The National Pension Service, a creditor that holds the key for the success of Daewoo Shipbuilding & Marine Engineering’s bailout efforts, met to discuss debt adjustment for the beleaguered shipyard on Friday.

The state pension fund and country’s largest investor convened its first round of the investment committee meeting and will call several more before it makes its final decision as early as April.

The National Pension Service holds 390 billion won ($350 million) worth of DSME’s corporate bonds or 28.9 percent of the corporate bonds held by the company.

The Financial Services Commission revealed new bailout plans for the debt-ridden company, suggesting that banks and other financiers lending credit to the DSME delay its debts, which are worth 2.9 trillion won, along with the option of a debt-for-equity swap.

The pension fund’s meeting came a day after the institution met with Korea Development Bank, the fund’s main creditor, and the Export-Import Bank of Korea.

There, the National Pension Service reportedly expressed concerns about feasibility and reliability of the data produced by state-run banks.

The Financial Services Commission and the two policy banks said that the collapse of the DSME could result in economic losses worth 59 trillion won.

But its credibility came into question upon research by Koje University, an education institute founded and run by DSME.
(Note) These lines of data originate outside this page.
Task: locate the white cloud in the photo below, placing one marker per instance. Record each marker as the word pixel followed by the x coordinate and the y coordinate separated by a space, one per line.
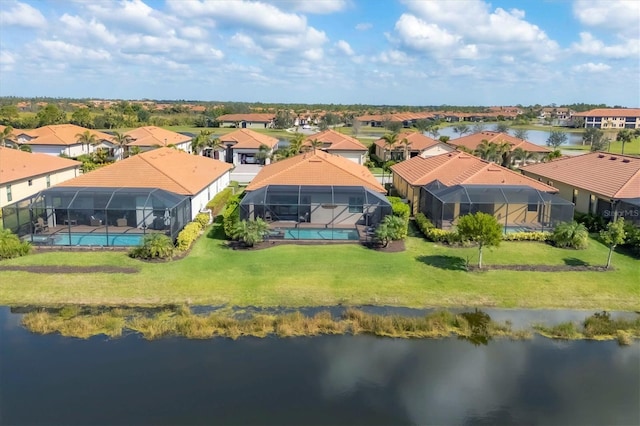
pixel 592 68
pixel 622 16
pixel 589 45
pixel 21 14
pixel 345 48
The National Pension Service demanded additional information and data including financial reports done by an outside entity, detailed corporate restructuring plan and the details of the so-called prepackaged plan. The plan is a type of court receivership advocated by the Financial Services Commission. The regulator said that DSME will head into the plan should the creditors fail to reach an agreement.

Meanwhile, creditors of the shipyard asked for a written pledge from the shipyard’s labor union to not launch any strikes during the process of corporate restructuring and debt arrangement.